Determining the Sex of Skeletons Hundreds of Year Old with NanoLC–MS/MS

Determining the sex of a skeleton hundreds of years old is an essential ability in the study of past human populations, as well as for establishing human identity in forensic contexts. Traditional macroscopic sex estimation methods in bioarchaeology are dependent on the presence and study of sexually dimorphic skeletal elements, including unnamed bones and the skull. Rebecca Gowland and her colleagues in the Department of Archaeology at Durham University in the United Kingdom have tested, for the first time, the applicability of a new method of sex estimation utilizing enamel peptides from a sample of permanent and deciduous teeth at different stages of mineralization, from nonadults of unknown sex, including perinates (pertaining to the time from one month prior to birth to one month after), and using a minimally destructive acid etching procedure and subsequent nano liquid chromatography– tandem mass spectrometry (nanoLC–MS/MS). Gowland spoke to us about her efforts, with additional information provided by co-authors of their resulting paper (1), Heidi Shaw of the Department of Archaeology at Durham University and Nicolas A. Stewart of the School of Pharmacy and Biomolecular Sciences at the University of Brighton in the United Kingdom.

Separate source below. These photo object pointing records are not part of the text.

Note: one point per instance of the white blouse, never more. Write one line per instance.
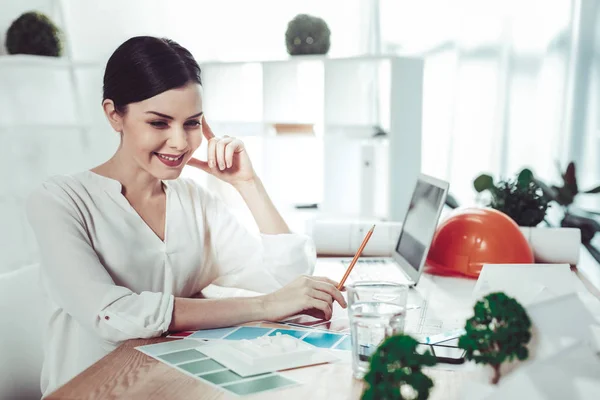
(108, 277)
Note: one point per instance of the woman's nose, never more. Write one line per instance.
(178, 139)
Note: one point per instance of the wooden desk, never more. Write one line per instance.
(129, 374)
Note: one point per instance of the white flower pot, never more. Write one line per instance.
(554, 245)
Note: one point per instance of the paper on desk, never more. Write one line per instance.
(473, 390)
(596, 334)
(563, 317)
(573, 373)
(527, 283)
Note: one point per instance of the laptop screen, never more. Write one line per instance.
(420, 222)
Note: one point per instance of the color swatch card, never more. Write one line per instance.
(266, 354)
(321, 339)
(187, 357)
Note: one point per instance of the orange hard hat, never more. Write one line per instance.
(471, 237)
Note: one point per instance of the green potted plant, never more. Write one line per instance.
(499, 331)
(34, 33)
(395, 371)
(522, 198)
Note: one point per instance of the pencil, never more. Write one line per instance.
(356, 257)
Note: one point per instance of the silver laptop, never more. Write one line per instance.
(409, 255)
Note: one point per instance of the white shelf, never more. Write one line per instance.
(25, 60)
(4, 127)
(305, 58)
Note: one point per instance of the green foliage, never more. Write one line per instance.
(521, 199)
(307, 35)
(34, 33)
(498, 331)
(395, 372)
(566, 193)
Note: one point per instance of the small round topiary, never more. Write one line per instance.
(34, 33)
(307, 35)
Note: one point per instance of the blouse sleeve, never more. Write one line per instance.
(257, 262)
(77, 281)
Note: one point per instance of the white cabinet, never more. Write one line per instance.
(343, 167)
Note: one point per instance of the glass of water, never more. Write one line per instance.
(376, 311)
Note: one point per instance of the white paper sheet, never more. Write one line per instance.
(573, 373)
(554, 245)
(220, 353)
(527, 283)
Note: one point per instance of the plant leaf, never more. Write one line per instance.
(594, 190)
(525, 176)
(483, 182)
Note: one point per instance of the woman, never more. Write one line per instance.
(127, 245)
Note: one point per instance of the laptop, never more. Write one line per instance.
(408, 258)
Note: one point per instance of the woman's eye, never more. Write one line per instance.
(193, 124)
(159, 124)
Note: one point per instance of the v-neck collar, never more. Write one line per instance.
(115, 189)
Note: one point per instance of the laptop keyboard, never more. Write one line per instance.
(370, 269)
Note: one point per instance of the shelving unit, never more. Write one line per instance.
(346, 100)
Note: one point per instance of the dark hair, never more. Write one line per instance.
(145, 66)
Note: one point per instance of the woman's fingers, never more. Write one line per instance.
(220, 152)
(230, 149)
(211, 154)
(325, 279)
(216, 152)
(206, 131)
(321, 306)
(330, 289)
(320, 295)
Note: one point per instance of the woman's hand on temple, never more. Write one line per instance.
(227, 158)
(305, 295)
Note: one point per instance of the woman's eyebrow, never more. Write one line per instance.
(159, 114)
(169, 117)
(196, 115)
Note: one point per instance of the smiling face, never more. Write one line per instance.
(160, 134)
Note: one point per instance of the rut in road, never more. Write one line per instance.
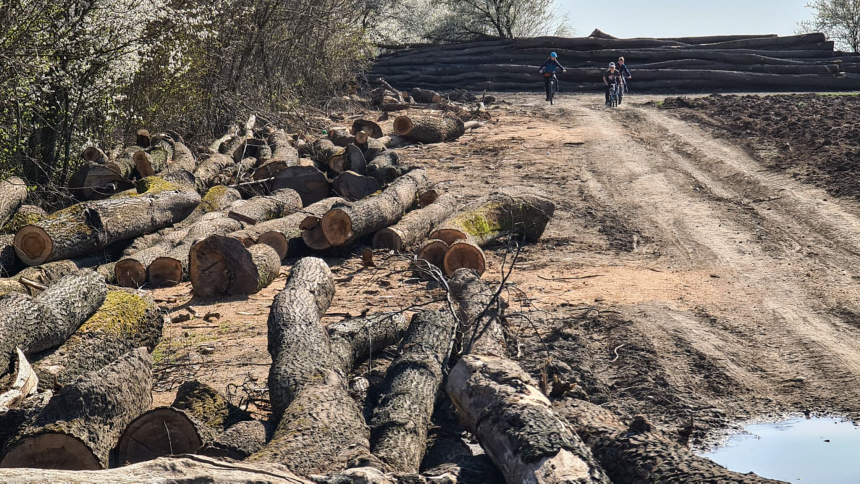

You stated that the objective of your study was to test, for the first time, the applicability of a new method of sex estimation utilizing enamel peptides on a sample of both permanent and deciduous teeth (also known as “milk teeth” or “baby teeth”) at different stages of mineralization, from nonadults of unknown sex, including perinates. Why did you decide to test tooth enamel in your research? What is the estimated accuracy of this method of sex estimation going forward?

Dental enamel is the outermost tissue that covers the tooth crown. It is the hardest, densest, and most calcified tissue in the human body. The unique physical characteristics of enamel make it a particularly useful material for biochemical analyses. Namely, it is highly resistant to post-mortem diagenesis compared to other human tissues used in biochemical studies, such as bone and tooth dentine. Human tooth enamel also has the unique distinction of containing a small amount of proteins (<1%), which consist mainly of the heterogenous amelogenin proteins (AMELX and AMELY).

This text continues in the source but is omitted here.